I learnt about 𝔊967 last week. This is a version of Ezekiel which did not make the Hexapla. Its (Greek) basis had meanwhile made its way into Latin - in the "Wirceburg" parchment copied in the fifth century but assuredly translated before Jerome, who rejected it. (That parchment was subsequently written over, which palimpsest got sent to Wirceburg.) The subset of Biblical scholars who care about Ezekiel (who aren't many) need to deal with it. Tracy McKenzie is dealing with it. It doesn't have Ez 36:23bβ–38.
Even before this (rare) 𝔊967 text was found in these two languages, scholars had noted its minus Ez 36:23bβ–38 as being... different, in our Greek. In 1903 Thackeray called it out as "Theodotionic" - which means late. Was anyone aware of this passage when the rest of Ezekiel was being translated? Johann Lust thought not.
Some scholars think Lust went too far. Absent the minus, which is "plus" in our canon, Ez 36:16–23bα remains as abnormally short for an oracle. Also the full Ez 36 is extant in Masada, along with other MT-like Biblical text.

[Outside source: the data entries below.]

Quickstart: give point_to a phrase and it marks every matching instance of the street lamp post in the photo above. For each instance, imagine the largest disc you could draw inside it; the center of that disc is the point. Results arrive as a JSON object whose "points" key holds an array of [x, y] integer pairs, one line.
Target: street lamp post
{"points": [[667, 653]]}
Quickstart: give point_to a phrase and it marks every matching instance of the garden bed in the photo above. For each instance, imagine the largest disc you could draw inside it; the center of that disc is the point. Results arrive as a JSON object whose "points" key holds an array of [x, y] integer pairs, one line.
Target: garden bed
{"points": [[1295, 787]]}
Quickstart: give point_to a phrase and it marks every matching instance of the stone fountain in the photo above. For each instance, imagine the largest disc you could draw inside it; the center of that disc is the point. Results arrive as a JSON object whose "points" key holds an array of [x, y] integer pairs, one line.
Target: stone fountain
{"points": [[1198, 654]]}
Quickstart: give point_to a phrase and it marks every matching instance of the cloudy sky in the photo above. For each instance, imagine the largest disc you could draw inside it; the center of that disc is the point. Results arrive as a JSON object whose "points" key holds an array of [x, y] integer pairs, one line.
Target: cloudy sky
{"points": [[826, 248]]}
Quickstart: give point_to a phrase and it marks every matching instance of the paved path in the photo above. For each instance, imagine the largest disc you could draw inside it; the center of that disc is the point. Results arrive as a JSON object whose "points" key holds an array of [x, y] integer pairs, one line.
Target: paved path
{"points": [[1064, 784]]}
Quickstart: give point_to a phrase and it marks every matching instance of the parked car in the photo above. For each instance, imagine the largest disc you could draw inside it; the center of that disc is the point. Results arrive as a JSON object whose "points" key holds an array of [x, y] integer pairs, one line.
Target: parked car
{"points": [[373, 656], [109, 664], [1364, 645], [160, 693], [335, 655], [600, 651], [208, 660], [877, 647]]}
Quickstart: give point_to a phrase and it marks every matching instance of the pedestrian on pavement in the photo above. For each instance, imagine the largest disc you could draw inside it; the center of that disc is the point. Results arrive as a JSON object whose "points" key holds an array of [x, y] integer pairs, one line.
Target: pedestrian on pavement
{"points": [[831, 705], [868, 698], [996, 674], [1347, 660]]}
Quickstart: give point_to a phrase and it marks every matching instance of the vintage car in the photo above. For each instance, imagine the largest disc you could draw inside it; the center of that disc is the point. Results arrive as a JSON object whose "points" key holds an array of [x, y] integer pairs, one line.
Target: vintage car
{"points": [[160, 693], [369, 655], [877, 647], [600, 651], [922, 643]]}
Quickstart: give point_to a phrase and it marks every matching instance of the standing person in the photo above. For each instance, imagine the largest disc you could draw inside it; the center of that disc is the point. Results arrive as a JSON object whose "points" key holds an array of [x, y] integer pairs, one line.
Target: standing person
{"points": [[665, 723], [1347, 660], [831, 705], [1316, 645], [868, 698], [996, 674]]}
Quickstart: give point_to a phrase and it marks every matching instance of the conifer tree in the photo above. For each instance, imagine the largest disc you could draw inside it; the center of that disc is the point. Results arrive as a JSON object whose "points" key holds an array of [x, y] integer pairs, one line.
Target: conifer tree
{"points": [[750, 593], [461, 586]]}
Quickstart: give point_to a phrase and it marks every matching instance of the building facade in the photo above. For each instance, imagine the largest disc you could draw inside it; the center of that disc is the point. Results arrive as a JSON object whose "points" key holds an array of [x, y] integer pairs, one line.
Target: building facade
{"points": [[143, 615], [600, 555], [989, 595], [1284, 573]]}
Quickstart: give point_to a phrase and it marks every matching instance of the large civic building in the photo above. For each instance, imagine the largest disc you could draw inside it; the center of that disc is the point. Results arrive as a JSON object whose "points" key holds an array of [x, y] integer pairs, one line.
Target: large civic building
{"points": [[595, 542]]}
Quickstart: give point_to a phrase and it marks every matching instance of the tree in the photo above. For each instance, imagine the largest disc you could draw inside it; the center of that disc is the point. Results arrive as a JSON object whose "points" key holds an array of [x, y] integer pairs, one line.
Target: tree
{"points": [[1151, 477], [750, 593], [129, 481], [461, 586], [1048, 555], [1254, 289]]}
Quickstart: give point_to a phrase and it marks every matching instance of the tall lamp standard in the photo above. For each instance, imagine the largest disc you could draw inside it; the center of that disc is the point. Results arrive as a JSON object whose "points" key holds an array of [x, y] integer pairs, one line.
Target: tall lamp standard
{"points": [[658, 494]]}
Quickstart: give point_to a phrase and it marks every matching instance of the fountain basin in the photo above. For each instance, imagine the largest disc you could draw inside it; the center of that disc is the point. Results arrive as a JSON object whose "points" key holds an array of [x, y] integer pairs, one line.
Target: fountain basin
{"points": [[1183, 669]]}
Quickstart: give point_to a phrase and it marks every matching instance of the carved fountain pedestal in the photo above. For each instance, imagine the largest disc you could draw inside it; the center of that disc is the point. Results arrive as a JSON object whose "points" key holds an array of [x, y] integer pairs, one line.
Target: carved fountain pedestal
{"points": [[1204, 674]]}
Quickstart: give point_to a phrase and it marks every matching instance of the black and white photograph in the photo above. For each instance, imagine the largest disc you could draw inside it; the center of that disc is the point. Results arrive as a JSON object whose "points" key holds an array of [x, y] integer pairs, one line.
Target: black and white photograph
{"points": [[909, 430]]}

McKenzie's main argument is a commentary upon MT / Theo Ez 36:23bβ–38. This uses the water-shedding of Numbers 19:13,20 (zrq; usually the Bible would have the shedding be of blood); along with other Ezekielian tropes. She backs up Lust inasmuch the passage be late. Then the question turns to what comes after v. 23bα, if not bβ+.

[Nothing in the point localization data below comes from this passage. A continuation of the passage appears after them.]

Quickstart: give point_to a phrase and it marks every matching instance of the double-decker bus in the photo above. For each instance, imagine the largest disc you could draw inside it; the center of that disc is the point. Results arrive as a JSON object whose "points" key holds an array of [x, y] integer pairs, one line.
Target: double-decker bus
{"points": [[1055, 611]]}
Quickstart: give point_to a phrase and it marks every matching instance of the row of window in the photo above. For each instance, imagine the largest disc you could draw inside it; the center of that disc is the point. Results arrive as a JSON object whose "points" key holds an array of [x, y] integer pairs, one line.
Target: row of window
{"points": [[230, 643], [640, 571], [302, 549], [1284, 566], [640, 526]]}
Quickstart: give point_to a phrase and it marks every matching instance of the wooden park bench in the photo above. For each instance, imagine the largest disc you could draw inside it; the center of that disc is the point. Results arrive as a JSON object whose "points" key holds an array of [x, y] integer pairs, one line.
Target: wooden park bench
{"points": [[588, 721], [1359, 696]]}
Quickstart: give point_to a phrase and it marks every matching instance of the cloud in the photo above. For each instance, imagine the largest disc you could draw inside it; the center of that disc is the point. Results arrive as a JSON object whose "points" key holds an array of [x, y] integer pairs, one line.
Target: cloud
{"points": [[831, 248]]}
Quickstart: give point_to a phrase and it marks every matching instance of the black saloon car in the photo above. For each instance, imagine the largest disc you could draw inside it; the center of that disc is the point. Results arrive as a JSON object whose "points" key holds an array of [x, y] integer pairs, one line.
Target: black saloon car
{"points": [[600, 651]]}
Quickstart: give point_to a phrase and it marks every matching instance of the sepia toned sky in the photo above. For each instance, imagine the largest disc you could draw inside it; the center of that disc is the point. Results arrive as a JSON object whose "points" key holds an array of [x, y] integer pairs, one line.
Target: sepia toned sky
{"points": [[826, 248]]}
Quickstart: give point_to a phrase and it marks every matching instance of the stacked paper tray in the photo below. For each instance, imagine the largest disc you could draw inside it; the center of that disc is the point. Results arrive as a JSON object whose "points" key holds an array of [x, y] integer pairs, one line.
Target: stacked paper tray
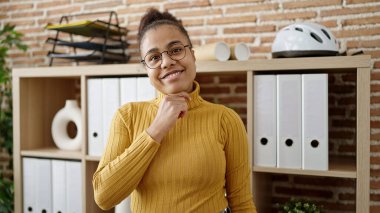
{"points": [[88, 28]]}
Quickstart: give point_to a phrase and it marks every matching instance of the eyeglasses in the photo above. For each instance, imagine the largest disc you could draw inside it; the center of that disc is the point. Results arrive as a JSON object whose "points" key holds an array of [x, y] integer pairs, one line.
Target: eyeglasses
{"points": [[176, 52]]}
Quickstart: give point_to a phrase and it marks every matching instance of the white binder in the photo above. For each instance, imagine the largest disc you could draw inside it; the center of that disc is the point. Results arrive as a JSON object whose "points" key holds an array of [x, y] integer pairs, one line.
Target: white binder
{"points": [[265, 119], [29, 187], [315, 121], [145, 90], [128, 90], [44, 185], [74, 187], [111, 102], [59, 185], [95, 116], [289, 121]]}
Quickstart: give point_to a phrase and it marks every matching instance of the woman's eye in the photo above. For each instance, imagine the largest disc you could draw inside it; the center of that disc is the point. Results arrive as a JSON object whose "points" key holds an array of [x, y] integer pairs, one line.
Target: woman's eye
{"points": [[155, 57], [176, 51]]}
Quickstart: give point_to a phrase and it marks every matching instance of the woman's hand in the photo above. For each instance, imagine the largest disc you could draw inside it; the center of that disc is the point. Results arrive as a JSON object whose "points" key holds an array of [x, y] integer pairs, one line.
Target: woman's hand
{"points": [[172, 107]]}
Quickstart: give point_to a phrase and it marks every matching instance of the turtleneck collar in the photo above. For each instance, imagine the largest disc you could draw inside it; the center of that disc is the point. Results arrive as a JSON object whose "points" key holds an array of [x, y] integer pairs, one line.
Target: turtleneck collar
{"points": [[195, 101]]}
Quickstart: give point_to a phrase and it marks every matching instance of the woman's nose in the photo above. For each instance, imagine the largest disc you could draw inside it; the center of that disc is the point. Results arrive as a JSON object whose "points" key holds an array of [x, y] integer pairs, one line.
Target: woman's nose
{"points": [[166, 60]]}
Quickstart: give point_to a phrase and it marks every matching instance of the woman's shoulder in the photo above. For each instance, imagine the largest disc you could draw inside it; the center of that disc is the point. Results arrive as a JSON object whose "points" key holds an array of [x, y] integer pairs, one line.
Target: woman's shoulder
{"points": [[222, 109]]}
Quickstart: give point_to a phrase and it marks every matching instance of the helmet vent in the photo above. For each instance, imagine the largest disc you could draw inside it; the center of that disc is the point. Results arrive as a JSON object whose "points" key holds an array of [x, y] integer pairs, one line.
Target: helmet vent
{"points": [[316, 37], [324, 32]]}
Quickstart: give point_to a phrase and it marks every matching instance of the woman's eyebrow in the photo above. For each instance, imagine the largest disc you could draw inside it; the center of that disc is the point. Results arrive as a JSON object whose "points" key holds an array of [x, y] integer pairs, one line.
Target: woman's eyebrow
{"points": [[155, 49]]}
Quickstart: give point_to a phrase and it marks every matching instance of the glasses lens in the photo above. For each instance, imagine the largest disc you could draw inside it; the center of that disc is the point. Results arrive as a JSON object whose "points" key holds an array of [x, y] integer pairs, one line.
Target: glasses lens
{"points": [[177, 52], [153, 59]]}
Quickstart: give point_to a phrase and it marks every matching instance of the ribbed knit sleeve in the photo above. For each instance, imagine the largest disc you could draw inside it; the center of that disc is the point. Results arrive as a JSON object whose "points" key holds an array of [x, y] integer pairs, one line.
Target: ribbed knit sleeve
{"points": [[124, 162], [237, 166]]}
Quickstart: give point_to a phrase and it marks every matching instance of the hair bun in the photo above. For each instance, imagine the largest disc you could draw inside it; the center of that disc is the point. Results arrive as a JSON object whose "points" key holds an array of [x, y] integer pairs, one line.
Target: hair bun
{"points": [[153, 15]]}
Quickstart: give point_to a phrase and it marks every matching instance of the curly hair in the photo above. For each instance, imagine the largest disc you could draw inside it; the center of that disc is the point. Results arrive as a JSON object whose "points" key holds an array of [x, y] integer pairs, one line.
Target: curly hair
{"points": [[154, 18]]}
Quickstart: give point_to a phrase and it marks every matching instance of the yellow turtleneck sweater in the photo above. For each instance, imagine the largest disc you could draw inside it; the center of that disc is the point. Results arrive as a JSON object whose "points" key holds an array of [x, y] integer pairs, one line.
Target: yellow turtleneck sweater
{"points": [[203, 157]]}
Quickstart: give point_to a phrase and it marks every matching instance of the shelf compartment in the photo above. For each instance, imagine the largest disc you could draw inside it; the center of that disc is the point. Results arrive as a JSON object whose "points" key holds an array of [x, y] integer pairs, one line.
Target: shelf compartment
{"points": [[40, 100], [340, 167], [52, 152], [89, 28]]}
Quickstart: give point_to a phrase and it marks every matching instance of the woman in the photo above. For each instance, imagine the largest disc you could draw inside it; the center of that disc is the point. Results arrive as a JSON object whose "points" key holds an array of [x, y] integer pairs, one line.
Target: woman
{"points": [[178, 152]]}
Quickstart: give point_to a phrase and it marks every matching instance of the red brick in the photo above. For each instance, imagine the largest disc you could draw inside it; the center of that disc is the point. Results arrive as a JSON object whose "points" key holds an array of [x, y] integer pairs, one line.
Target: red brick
{"points": [[252, 8], [254, 29], [376, 64], [375, 112], [375, 124], [375, 99], [349, 11], [308, 4], [202, 31], [43, 5], [19, 6], [288, 16], [363, 43], [374, 173], [219, 2], [233, 40], [375, 184], [374, 208], [186, 4], [232, 20], [357, 32], [141, 1], [361, 21], [373, 53], [192, 22], [199, 12]]}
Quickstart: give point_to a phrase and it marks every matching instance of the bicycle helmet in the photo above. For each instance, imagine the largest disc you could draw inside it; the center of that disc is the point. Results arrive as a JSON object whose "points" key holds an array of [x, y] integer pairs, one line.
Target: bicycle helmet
{"points": [[304, 39]]}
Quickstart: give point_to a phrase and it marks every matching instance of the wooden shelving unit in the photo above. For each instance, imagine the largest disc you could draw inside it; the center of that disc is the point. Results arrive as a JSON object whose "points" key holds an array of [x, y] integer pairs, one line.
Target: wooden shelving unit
{"points": [[38, 93]]}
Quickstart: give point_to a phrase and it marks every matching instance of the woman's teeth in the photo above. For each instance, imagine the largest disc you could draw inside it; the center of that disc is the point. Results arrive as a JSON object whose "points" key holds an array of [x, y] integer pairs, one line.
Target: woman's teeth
{"points": [[172, 75]]}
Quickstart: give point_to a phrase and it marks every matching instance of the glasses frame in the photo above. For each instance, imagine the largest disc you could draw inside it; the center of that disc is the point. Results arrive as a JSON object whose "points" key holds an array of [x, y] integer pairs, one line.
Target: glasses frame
{"points": [[167, 52]]}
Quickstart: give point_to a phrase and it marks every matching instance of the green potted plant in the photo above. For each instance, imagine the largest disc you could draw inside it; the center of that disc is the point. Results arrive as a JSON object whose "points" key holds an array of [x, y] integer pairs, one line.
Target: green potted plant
{"points": [[9, 38], [298, 206]]}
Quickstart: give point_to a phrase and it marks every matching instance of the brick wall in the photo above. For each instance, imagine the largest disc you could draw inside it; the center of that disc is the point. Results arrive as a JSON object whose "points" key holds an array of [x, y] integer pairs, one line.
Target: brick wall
{"points": [[356, 24]]}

𝔊967 follows Ez 36:16–23bα immediately with 38:1. McKenzie notes this means the defilement of Israel may be cleansed only by Gog and Magog, whom Lord God YHWH is summoning upon the defilers. The dry-bones of our Ez 37 must await the end of our 38-39. Interestingly McKenzie doesn't like that, either. She follows "Tooman 2010" here, that Ez 38-39 is a floating oracle like so many PseudoEzekiels in Qumran. In that case Ez 37 is where it should be. The (in)famous Ez 40-48 block, by our count, would then follow Ez 37 directly, its own self.

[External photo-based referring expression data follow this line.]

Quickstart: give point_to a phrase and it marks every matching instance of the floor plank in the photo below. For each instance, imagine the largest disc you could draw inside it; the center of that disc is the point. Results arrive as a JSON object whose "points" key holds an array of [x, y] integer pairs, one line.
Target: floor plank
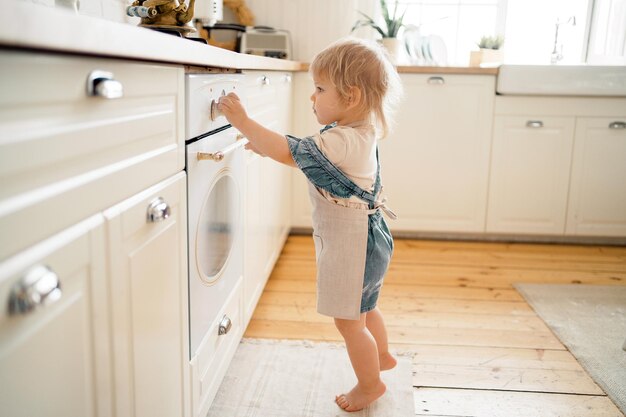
{"points": [[483, 403], [478, 348]]}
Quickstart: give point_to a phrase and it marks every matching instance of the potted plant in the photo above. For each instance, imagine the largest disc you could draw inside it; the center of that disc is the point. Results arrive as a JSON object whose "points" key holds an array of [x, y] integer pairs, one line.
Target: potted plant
{"points": [[388, 31], [489, 53]]}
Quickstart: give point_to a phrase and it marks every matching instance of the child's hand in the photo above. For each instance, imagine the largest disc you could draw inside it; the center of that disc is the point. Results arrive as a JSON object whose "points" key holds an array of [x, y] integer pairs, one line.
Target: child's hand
{"points": [[232, 109]]}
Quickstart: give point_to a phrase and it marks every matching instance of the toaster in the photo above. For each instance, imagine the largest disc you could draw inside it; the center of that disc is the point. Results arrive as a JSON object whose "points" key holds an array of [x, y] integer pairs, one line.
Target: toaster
{"points": [[265, 41]]}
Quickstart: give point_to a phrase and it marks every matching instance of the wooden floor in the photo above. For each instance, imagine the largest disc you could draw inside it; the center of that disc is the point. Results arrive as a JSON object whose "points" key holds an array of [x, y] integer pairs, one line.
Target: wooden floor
{"points": [[480, 350]]}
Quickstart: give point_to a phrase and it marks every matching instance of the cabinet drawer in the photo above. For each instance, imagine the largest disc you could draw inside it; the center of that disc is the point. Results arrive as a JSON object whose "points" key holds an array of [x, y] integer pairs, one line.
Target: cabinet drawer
{"points": [[65, 155], [209, 366], [264, 91], [54, 359]]}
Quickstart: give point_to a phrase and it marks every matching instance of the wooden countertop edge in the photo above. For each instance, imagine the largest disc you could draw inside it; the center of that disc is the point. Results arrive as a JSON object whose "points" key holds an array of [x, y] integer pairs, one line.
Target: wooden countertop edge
{"points": [[41, 28], [413, 69], [47, 29]]}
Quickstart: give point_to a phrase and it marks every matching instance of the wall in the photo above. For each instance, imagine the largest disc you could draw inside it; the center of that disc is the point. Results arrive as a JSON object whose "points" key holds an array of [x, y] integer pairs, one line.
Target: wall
{"points": [[312, 24]]}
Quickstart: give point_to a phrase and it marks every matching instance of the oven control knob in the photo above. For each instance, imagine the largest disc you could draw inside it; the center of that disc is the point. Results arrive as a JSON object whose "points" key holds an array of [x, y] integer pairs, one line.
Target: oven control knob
{"points": [[215, 111], [225, 325], [158, 210]]}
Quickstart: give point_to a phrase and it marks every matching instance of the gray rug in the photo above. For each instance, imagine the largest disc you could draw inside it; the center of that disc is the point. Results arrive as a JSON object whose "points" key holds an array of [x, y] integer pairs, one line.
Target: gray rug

The bibliography fails us for Tooman; I suspect McKenzie refers here to Gog of Magog. Not everybody approves the extremity of Tooman's late date, but even Tooman's harshest critic (pdf) agrees Ez 38-39 were/was fathered upon the prophet by someone else.
A more nagging problem is that we don't own any ur-text. We have 𝔊967 which smells like an apocalyptic rant; and we have our MT (and Jerome, and Peshitta et al.), which like McKenzie would dismiss the apocalypse... but they still have 38-39 too. Why not just refuse 'em? Jeremiah LXX merrily refused a lot of MT additions until the end. On the other-side to this day the Jews refuse the Greeks' Daniel (as they should), as well as Tobit (ditto).